Commentary

The Harness Is the Cheap Part: Notes on Rebuilding Claude Code

A commentary on Fareed Khan's from-scratch rebuild of Claude Code — and why its central conclusion should be flipped.

Aleksandr Khomutov Original author: Fareed Khan May 23, 2026 ≈ 6 min

Fareed Khan — an engineer who writes for Level Up Coding — wrote twenty thousand words on how to rebuild Claude Code from scratch: the agent loop, the tool dispatcher, three-layer context compression, subagent isolation, FSM protocols between agents, a git worktree per task. He called the repository "23 Components of the Claude Code Architecture."

I live inside this harness every day — writing skills, agents, hooks and context routing for it — and I want to lead with the point: the article is excellent as a map of the mechanism and dangerous as a call to action.
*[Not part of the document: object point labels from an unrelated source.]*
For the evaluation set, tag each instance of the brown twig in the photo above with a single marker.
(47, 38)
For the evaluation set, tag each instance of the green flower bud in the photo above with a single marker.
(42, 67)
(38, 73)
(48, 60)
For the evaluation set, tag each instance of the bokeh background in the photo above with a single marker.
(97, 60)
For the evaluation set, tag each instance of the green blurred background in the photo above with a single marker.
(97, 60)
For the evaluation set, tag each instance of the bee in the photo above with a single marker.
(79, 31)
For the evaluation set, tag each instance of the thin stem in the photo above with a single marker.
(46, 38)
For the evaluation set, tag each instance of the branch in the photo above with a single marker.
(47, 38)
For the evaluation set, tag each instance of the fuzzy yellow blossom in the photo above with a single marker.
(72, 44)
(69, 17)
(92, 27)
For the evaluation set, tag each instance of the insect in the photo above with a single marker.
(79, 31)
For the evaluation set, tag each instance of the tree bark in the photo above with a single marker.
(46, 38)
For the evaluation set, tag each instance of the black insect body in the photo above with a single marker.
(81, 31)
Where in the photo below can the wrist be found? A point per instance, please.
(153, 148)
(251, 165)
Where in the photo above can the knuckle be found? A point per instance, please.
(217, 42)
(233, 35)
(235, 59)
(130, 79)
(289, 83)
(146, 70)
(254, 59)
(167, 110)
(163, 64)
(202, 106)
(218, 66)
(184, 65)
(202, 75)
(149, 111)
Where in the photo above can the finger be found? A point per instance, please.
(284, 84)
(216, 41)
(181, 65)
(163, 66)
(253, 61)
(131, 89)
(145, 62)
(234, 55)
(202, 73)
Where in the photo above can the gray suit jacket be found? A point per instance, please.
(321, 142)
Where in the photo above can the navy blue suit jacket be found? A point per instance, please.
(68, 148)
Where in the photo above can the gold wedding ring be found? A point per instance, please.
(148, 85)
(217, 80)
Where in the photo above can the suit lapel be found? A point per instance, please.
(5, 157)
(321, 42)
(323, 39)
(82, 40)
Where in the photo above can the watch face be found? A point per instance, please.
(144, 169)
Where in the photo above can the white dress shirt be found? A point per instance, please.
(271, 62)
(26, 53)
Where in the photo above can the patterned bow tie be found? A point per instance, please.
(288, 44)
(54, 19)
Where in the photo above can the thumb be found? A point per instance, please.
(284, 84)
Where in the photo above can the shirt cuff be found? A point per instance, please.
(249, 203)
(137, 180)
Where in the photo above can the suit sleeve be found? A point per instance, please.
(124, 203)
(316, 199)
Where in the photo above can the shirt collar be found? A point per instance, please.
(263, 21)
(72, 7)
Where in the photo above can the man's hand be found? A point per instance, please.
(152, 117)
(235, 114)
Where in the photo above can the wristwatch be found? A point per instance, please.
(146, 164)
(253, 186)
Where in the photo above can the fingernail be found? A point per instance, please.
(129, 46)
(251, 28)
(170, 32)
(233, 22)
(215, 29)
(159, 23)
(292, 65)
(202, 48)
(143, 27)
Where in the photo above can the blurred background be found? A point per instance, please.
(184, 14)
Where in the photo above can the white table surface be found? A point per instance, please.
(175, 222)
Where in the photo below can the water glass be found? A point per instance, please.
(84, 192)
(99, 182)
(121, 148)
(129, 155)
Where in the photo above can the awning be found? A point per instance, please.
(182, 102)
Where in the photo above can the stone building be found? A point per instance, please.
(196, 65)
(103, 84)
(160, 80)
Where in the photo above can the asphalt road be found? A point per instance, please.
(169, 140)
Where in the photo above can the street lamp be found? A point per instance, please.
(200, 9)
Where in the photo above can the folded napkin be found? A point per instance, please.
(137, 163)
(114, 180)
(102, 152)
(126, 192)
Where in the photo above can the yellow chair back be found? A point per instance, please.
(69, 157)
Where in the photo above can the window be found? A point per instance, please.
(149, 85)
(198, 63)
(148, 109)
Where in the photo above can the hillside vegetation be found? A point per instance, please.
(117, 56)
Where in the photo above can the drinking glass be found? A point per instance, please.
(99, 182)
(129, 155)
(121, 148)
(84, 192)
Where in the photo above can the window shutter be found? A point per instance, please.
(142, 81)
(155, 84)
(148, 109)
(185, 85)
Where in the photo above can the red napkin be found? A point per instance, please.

Because the conclusion it invites — "so I could build my own Claude Code" — is the exact opposite of the right one.

What gets reconstructed is precisely the part that costs nothing

Khan states the thesis accurately: "Anthropic built the right harness around the right model," and the harness is "fully reproducible." The first half is true. The second is true only in the sense that a skeleton is reproducible: a while True loop that calls the model, runs a tool call, feeds the result back. That's forty lines. I could write them in an evening, you could, and the author did.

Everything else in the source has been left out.